Peppe Esposito: Viviamo una estetica del feticcio fatto prodotto!
Nato nel 1960 a Napoli, dove vive e lavora
Fin dai primi anni Ottanta, si occupa di comunicazione per immagini attraverso vari campi di ricerca, cha vanno dal visual design alla fotografia, dalla pittura alle opere tridimensionali, fino alle nuove tecnologie digitali e multimediali.
Ha esposto in numerose mostre nazionali e internazionali, le sue opere sono presenti in musei, collezioni pubbliche e private ed in archivi di arte contemporanea, sia in Italia che all’estero.
Quando guardo un tuo lavoro, ho la sensazione di essere davanti a delle immagini, che senza filtro alcuno, raccontano la crudezza del mercato delle immagini, attraverso bambole, giocattoli e oggetti inanimati mi sembra si alluda metaforicamente all'usa e getta, all'infante e all'adolescente visto come un target di mercato da fare crescere beatamente in un dimensione asettica.
Insomma mi sembra che tu racconti qualcosa di cui tutti siamo stati vittime inconsapevoli, mi sbaglio?
Fotografando manichini, bambole come ritratti viventi, introduco lo spettatore in una realtà parallela estetizzante, erotica e allo stesso tempo inquietante, copia iconica di quella umana.
Sul volto delle bambole e dei bambolotti ritratti non c’è però la luce della tenerezza alla quale siamo abituati, ma l’ombra scura di un futuro incerto, che incombe sull’innocenza e la trasforma in inquietudine.

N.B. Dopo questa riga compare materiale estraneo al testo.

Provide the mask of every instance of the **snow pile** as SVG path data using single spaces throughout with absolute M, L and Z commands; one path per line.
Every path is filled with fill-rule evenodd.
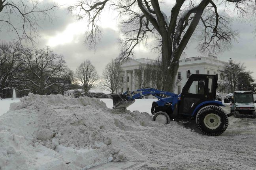
M 136 129 L 115 118 L 124 113 L 129 121 L 136 115 L 108 109 L 96 98 L 29 94 L 0 117 L 0 167 L 81 169 L 112 161 L 141 160 L 143 155 L 126 143 L 122 134 Z M 148 114 L 142 115 L 151 121 Z
M 81 170 L 127 161 L 173 169 L 256 167 L 254 120 L 208 137 L 86 97 L 30 94 L 10 110 L 0 116 L 1 170 Z

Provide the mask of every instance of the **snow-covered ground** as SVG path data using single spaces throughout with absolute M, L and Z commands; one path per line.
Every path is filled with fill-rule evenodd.
M 19 101 L 19 98 L 15 98 L 13 100 L 12 100 L 11 98 L 0 99 L 0 116 L 9 110 L 10 103 Z
M 1 170 L 256 169 L 255 119 L 232 116 L 225 132 L 210 137 L 109 109 L 109 101 L 29 96 L 0 116 Z M 150 112 L 150 100 L 134 109 Z

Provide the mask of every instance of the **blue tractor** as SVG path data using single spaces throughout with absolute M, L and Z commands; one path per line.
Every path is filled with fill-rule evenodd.
M 151 94 L 159 100 L 152 103 L 153 120 L 159 115 L 166 117 L 166 124 L 170 119 L 177 121 L 194 120 L 204 134 L 218 135 L 227 129 L 228 118 L 220 107 L 225 105 L 222 102 L 215 100 L 217 80 L 218 74 L 192 74 L 179 95 L 152 88 L 113 94 L 113 108 L 126 108 L 136 99 Z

La bambola non rappresenta la bambola in sè, ma lo spettacolo irretito dell'essere umano in balia del destino, del mercato e della società.
Un tuo particolare talento è quello di fare riflettere su come certe immagini pubblicitarie ci consegnino una estetica di corpi-feticcio ridotti a oggetto e prodotto, anche se non mi sembra ci sia un tuo punto di vista morale, presenti il tutto come un dato di fatto, consideri la sovranità dell'immagine costruita a tavolino un imposizione irreversibile del mercato delle immagini di questo secolo?
Si, una mera estetica di corpi feticci ridotti a oggetto di prodotto, in cui però intervengo con la dissacrazione dell’immagine pubblicitaria.
Come nel caso della mia interpretazione della Barbie, il prototipo di bellezza femminile per eccellenza.
Attraverso la modificazione dei canoni estetici: seno, labbra ed occhi che si ingrandiscono ancora di più per poter rispondere alle esigenze di una pulsione morbosa e sessuale.
Tu sei anche un docente, per cui hai l'abitudine al confronto quotidiano con l'evoluzione dei linguaggi dell'arte, immagini frontiere di ricerca interattive che mettano in condizione lo spettatore di criticare liberamente le immagini che subisce?
Francamente vedo sempre una maggiore emulazione e omologazione alle immagini dettate dai media e dai social network, in cui lo spettatore, in questo caso l’allievo, accetta passivamente e direi forse anche con una certa morbosità e soddisfazione.